For his contributions to the physical modeling of the Earth's climate, the quantification of natural variability, and the reliable prediction of global warming, Prof. Klaus Hasselmann, founding director of the Max Planck Institute for Meteorology and scientific director of DKRZ from 1987-1999, received the Nobel Prize in Physics 2021 together with Syukuro Manabe (USA, native of Japan) and Giorgio Parisi (Italy).

The Nobel Committee's recognition of excellent scientific advances often occurs - if at all - much later than the scientific work itself, since their importance and impact usually only become clear in retrospect.

In order to present some of the work for which Prof. Hasselmann is being honored with the prize in an appropriate way, we would like to take you on a short journey back in time to the early 1990s, when the Max Planck Institute for Meteorology headed by Prof. Hasselmann carried out the first climate change scenarios with coupled atmosphere-ocean models using the new high-performance computer CRAY 2S at DKRZ.
These model calculations only became technically possible with the founding of the German Climate Computing Center, which was able to acquire an internationally competitive supercomputer, the CRAY 2S, in 1988 as a national subject-specific research infrastructure and thus provide climate research in Germany with the urgently needed computing power.

At that time, society was still quite far from recognizing the scientific findings obtained at that time on climate change that had already occurred and that were projected for the future as sufficiently substantiated scientific facts and from reacting to them accordingly. Therefore, we prepared the new results in a manner suitable for the media and actively communicated them to the public. DKRZ, headed by Prof. Hasselmann as scientific director, started very early to present the simulated temporal-spatial climate changes in the form of animated visualizations - on the one hand for gaining scientific knowledge, and on the other hand for communicating to experts as well as to the public, for example by using them within TV reports about the achieved results.

In view of the 1992 UN Conference on Environment and Development ("Rio Conference"), Joachim Biercamp and Michael Böttinger of DKRZ, together with Prof. Hasselmann, developed a concept for a film presenting the latest scenario calculations performed with a three-dimensional coupled atmosphere-ocean model. Surprisingly, this almost 30-year-old film is still highly topical.

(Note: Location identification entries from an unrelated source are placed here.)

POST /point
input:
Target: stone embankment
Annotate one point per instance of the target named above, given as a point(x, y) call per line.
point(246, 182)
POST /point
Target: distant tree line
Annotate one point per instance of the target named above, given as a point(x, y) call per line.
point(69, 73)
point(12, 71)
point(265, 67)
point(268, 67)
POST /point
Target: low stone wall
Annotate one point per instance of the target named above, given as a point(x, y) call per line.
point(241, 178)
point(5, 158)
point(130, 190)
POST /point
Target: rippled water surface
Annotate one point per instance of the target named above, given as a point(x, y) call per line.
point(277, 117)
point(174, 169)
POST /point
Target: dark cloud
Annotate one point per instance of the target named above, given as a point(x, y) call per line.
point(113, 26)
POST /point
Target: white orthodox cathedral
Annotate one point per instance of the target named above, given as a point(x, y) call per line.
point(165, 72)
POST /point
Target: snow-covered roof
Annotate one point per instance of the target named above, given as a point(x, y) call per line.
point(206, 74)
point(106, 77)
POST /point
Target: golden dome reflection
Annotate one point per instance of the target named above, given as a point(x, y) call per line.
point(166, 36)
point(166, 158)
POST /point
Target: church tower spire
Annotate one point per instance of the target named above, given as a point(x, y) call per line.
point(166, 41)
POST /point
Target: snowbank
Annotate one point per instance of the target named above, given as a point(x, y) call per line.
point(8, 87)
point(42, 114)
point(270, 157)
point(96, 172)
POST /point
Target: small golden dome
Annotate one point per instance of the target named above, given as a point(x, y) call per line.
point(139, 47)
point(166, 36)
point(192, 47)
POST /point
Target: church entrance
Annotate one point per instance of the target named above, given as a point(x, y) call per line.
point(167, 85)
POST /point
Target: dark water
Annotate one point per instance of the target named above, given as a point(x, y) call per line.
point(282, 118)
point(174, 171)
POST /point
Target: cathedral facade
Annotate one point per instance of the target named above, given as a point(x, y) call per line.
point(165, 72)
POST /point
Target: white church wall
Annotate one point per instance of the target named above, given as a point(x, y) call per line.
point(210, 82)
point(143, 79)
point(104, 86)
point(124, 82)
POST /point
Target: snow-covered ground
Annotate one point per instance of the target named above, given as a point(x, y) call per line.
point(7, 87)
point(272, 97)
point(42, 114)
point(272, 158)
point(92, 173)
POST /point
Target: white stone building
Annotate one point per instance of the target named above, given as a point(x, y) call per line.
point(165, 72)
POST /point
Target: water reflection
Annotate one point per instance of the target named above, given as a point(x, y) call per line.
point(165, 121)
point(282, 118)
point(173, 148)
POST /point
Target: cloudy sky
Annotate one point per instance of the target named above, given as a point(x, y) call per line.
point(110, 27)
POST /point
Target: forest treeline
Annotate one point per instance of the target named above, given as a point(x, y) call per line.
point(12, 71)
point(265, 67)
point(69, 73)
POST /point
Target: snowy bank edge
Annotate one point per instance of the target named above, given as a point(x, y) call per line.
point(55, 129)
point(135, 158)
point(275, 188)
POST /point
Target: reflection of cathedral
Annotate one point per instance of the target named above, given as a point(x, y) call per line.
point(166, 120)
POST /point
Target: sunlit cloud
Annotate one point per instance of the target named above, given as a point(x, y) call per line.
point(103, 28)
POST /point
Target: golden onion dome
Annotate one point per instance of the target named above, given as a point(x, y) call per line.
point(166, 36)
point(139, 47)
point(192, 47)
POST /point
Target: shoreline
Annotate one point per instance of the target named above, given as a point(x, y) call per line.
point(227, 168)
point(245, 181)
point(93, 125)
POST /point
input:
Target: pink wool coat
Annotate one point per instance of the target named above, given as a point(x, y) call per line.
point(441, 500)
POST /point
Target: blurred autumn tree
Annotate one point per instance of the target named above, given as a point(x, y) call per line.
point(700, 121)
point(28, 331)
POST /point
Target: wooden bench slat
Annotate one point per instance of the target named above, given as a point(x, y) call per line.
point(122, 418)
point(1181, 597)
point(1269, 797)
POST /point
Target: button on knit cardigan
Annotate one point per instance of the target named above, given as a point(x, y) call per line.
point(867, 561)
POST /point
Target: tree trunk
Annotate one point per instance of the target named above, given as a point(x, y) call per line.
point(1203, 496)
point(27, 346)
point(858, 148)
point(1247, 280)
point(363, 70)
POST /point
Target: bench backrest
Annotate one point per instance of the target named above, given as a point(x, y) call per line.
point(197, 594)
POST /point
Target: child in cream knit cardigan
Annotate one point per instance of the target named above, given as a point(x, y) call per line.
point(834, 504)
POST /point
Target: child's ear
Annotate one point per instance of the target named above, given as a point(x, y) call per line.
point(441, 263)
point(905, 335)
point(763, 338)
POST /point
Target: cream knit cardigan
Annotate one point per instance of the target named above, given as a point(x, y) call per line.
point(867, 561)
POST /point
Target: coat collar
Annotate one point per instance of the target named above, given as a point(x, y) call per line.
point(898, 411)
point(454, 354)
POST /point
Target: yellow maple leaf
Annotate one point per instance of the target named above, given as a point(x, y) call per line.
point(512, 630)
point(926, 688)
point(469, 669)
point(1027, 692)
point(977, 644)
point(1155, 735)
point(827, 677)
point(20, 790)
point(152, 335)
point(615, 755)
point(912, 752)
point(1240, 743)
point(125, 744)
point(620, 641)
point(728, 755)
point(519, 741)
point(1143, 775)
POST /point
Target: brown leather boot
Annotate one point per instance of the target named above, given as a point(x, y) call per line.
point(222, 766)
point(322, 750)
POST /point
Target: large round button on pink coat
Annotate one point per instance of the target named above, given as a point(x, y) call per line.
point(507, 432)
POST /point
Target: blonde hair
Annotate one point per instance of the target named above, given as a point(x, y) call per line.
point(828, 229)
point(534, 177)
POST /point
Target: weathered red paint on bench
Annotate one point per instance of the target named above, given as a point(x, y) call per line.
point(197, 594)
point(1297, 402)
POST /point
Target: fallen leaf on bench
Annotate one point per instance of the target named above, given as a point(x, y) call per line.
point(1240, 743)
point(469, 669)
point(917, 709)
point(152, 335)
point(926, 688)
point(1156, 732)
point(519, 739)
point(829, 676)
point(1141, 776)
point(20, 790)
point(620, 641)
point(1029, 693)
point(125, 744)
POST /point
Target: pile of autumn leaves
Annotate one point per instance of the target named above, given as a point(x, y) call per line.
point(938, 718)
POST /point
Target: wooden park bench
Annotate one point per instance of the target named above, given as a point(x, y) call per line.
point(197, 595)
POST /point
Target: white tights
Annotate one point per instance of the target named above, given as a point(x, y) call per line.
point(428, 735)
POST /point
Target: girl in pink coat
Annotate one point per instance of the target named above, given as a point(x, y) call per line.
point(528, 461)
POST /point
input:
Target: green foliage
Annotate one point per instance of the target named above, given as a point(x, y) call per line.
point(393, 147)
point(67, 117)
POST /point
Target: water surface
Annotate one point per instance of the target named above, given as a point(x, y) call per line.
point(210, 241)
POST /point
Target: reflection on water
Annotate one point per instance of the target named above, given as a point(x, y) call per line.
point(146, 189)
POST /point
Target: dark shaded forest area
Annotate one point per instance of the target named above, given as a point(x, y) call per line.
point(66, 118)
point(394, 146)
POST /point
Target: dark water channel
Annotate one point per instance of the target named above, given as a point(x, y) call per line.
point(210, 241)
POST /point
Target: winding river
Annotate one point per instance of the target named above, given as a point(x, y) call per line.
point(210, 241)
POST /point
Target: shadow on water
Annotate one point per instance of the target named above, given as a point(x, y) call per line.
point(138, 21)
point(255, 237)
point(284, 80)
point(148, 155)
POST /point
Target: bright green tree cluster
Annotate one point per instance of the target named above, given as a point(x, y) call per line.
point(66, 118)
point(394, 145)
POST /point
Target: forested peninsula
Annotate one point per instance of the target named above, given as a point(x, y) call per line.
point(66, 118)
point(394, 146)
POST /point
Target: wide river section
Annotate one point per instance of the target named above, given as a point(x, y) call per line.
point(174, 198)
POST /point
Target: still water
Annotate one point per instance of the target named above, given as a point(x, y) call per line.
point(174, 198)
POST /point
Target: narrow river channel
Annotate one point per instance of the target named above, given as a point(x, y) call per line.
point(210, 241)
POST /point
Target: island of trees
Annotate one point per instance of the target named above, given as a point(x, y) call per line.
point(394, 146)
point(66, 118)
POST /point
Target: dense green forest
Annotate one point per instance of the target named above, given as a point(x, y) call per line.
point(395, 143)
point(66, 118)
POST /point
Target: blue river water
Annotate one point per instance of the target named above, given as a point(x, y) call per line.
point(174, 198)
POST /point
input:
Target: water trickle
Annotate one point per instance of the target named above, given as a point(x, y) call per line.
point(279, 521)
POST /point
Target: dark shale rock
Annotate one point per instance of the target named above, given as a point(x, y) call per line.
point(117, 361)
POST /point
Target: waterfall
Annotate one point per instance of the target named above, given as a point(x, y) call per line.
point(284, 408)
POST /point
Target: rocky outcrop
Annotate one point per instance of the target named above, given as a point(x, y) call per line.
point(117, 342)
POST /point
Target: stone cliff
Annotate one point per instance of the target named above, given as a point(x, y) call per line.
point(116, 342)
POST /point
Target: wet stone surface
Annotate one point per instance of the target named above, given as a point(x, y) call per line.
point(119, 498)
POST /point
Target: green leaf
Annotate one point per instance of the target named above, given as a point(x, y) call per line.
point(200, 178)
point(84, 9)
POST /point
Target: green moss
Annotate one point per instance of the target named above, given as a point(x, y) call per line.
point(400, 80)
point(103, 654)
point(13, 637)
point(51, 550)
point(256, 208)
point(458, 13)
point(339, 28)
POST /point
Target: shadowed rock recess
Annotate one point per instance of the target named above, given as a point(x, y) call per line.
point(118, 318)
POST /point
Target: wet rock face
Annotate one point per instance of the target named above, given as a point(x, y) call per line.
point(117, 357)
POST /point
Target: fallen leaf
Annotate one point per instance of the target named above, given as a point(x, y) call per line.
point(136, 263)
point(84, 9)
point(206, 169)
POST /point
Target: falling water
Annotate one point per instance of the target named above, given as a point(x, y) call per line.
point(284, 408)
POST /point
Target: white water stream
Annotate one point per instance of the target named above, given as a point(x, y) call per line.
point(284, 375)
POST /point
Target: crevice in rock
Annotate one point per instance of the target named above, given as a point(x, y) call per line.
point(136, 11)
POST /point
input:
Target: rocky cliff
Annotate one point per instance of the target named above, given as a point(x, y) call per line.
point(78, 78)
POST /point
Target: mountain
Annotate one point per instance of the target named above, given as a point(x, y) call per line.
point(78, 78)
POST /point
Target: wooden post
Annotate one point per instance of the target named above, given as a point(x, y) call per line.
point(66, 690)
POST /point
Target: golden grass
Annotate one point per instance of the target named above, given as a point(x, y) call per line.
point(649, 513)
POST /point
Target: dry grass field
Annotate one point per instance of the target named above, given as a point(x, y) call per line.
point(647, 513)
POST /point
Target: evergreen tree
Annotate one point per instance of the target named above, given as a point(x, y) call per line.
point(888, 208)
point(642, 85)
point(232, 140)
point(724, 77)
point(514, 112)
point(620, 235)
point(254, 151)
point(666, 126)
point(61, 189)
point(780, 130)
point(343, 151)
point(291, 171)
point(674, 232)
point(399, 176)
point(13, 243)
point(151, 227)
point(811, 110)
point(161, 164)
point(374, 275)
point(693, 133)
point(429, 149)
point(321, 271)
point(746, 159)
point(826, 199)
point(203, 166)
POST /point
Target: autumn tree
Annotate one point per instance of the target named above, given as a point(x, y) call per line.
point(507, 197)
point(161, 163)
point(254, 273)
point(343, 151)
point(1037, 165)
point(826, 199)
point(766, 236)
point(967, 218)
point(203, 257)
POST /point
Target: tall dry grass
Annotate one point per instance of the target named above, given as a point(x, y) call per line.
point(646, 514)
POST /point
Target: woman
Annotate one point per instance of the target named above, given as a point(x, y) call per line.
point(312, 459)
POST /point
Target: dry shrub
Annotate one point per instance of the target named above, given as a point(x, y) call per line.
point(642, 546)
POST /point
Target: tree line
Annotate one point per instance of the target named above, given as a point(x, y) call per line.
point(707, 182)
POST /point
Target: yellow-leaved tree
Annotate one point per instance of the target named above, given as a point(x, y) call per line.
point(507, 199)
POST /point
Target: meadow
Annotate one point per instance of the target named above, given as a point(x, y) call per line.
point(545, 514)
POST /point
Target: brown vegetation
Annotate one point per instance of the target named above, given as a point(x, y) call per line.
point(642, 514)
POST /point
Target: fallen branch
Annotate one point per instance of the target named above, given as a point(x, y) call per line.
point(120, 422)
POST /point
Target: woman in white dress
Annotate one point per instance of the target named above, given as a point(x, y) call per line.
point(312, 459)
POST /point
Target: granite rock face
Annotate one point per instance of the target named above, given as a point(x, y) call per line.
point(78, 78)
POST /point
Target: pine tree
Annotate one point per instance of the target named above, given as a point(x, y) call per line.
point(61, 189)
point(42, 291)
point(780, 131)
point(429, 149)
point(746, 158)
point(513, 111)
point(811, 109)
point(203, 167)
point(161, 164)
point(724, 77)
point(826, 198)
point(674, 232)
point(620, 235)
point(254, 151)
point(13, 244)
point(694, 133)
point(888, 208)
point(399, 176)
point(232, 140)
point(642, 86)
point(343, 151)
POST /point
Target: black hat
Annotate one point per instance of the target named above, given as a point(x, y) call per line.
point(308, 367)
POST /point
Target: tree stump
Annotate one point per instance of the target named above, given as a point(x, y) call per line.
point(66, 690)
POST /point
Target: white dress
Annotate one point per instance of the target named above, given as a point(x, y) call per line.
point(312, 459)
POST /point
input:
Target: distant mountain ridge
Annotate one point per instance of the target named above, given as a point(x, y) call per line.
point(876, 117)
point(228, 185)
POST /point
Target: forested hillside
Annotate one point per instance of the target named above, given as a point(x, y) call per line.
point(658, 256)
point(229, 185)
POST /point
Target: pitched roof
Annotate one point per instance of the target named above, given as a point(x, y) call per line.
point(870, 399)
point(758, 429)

The Climate of the next Century (1992)

Shortly thereafter - in the run-up to the UN Climate Conference in Berlin in 1995, Joachim Biercamp and Michael Böttinger, together with Klaus Hasselmann, produced another film presenting three works of the Hamburg Max Planck Institute at that time, including the new fingerprint method developed by Hasselmann for the statistical detection of human influence on climate change observed so far [Hasselmann, K. (1993). Optimal Fingerprints for the Detection of Time-dependent Climate Change, Journal of Climate, 6(10), 1957-1971.].

The film first explains the basics of the climate system and shows examples of its modeling using simulations of the atmosphere, ocean, sea ice, biosphere, chemical processes, and even volcanic eruptions. The example of the El Nino phenomenon is used to demonstrate the usefulness of climate models for society, as this phenomenon, which occurs about every 4-7 years and brings global climate anomalies, becomes predictable with coupled models. Furthermore, new scenario calculations, which now also take into account the effect of aerosols, are presented and explained, before finally the fingerprint method is explained, on the basis of which it could be statistically proven that already the warming observed until 1993 can be explained with a 95% probability only by human influences.

Climate Simulations - Predictions of Global Change (1995)

The film was awarded the 1995 German Business Film Prize, perhaps because of the social significance of the subject matter presented.